Posted March 26th, 2014


If an athlete came to the University of Texas, played football under coach Charlie Strong and earned a degree, is it the school’s fault if that person can’t land a fulfilling job by age 25?

That seems to be the issue presented by HBO’s Real Sports with its focus on “football degrees” handed out at three different schools, including the University of Oklahoma. The show first aired Tuesday night.

Dr. Gerald Gurney, who was once an associate athletic director, said he left OU’s athletic department because he felt he was working in the “fraudulent enterprise” of keeping athletes eligible. Former OU lineman Eric Mensik said he received a “football degree” in multidisciplinary studies and now works in the insurance business.


Multidisciplinary studies is a general term for a generalized degree. There is no specific area of focus. Many FBS universities have a general studies degree plan. A list of undergraduate degree programs at the University of Texas can be found here.

HBO’s piece also features former Memphis defensive lineman Dasmine Cathey, who claims to be illiterate even though he made it through his university. Cathey has been profiled before about his educational background, including a long piece in The New York Times in 2012.

OU officials did not issue a public comment about HBO’s report, which the network claims was the result of a six-month investigation. But OU football coach Bob Stoops hit back after Tuesday night’s practice.

“I wouldn’t imagine Eric is the only 25-year-old that doesn’t have the job he wants, right?,” Stoops told reporters. “I bet there are quite a few out there that are trying to get a better job.

“He’s a great young man and I don’t know what all is going to be (aired), but I know we’re very proud about how hard we work with our guys.”

Stoops said he received a business degree from Iowa and has never used it. But he still is doing what he wants in life.

“Our whole student body, there’s multidisciplinary studies (majors),” Stoops said. “At the end of the day, you want to be a finance major and you fail calculus, you’re gonna have to find something else to do. That’s just the real world, right?… You have to gravitate to something you can succeed in. It’s either that or fail.”

Texas’ academic programs were not mentioned in the HBO piece. But academic discussions strike at Strong’s core. He is widely credited for improving the academic culture within the Louisville football program and has implemented the same tactics at Texas.
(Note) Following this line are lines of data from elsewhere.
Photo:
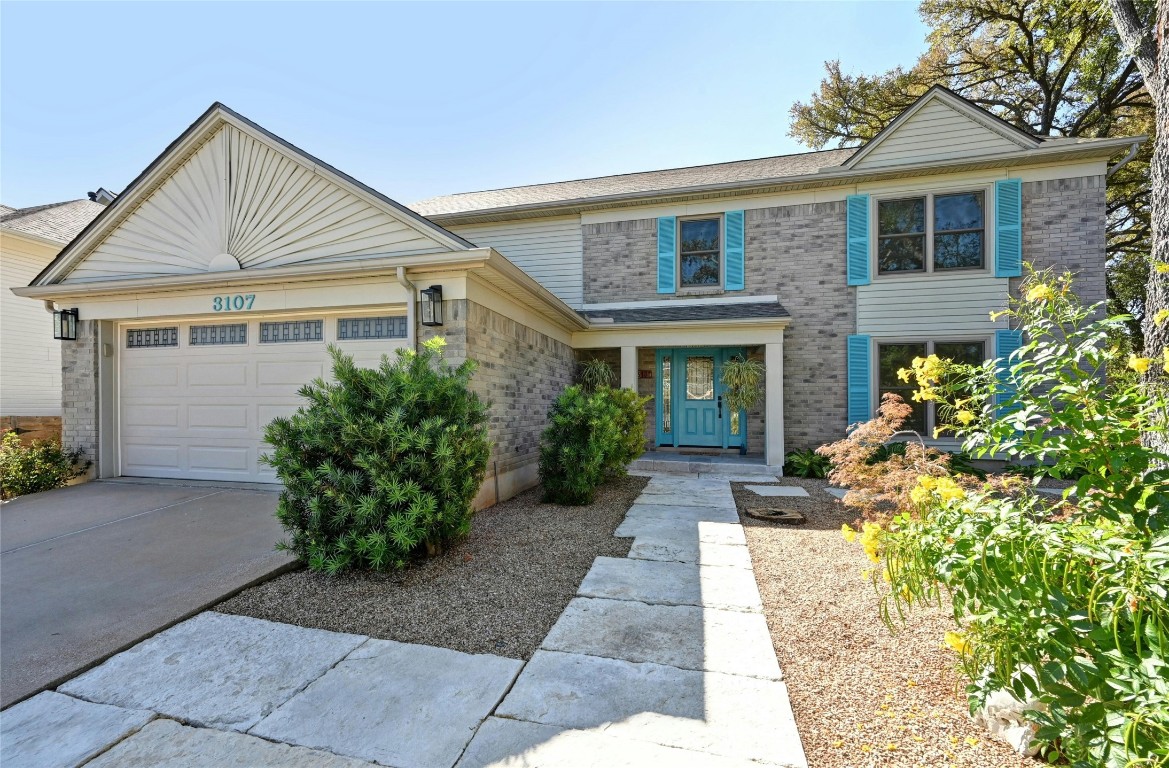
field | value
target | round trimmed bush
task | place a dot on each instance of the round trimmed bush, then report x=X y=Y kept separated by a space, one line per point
x=382 y=463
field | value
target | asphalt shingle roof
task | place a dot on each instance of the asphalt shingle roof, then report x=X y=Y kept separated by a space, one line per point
x=57 y=221
x=690 y=312
x=739 y=171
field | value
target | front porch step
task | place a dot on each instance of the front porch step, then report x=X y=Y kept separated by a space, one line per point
x=678 y=464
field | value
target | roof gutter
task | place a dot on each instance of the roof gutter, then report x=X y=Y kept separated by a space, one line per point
x=1132 y=153
x=1043 y=153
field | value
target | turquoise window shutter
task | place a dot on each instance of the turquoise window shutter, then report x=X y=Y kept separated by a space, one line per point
x=858 y=240
x=1008 y=228
x=668 y=229
x=1005 y=344
x=735 y=279
x=859 y=372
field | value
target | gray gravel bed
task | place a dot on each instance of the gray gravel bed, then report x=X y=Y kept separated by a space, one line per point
x=497 y=592
x=862 y=696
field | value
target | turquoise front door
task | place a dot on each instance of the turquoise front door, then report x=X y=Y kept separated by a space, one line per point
x=690 y=400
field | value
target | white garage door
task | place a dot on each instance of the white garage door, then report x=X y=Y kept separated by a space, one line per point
x=194 y=398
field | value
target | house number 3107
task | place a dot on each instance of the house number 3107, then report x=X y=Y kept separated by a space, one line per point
x=233 y=303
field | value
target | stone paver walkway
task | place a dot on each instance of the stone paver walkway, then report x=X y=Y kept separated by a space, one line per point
x=663 y=658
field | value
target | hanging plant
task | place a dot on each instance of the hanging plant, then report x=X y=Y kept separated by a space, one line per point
x=595 y=374
x=742 y=380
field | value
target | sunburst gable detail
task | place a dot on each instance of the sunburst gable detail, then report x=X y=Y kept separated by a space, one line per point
x=242 y=196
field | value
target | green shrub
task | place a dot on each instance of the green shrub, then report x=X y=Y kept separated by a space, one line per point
x=588 y=437
x=1067 y=602
x=35 y=468
x=630 y=429
x=807 y=463
x=382 y=463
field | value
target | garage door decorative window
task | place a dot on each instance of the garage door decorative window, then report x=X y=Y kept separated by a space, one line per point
x=371 y=327
x=291 y=331
x=227 y=333
x=152 y=337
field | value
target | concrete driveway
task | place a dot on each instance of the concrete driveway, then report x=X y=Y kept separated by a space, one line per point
x=90 y=569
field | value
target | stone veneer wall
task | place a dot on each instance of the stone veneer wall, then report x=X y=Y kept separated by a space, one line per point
x=520 y=371
x=1064 y=227
x=793 y=251
x=80 y=392
x=797 y=253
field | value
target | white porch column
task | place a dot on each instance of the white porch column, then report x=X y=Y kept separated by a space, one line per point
x=629 y=368
x=773 y=359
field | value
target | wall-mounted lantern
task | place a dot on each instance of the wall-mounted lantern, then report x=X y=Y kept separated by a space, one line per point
x=431 y=305
x=64 y=325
Just like at Louisville, the entire Texas coaching staff meets weekly with the academic support staff to discuss ongoing classwork. Strong is fully aware if his players are going to class. He also insists they sit among the first few rows and sometimes will go check himself.

Even if players are kicked off the team for disciplinary reasons, Strong has said he would still help that player stay on campus and finish his degree.

“Once you make a commitment with that scholarship, your commitment is that he’s going to get a degree,” Strong told the American-Statesman in an interview in February. “You want to uphold that commitment that he gets a degree from the university.”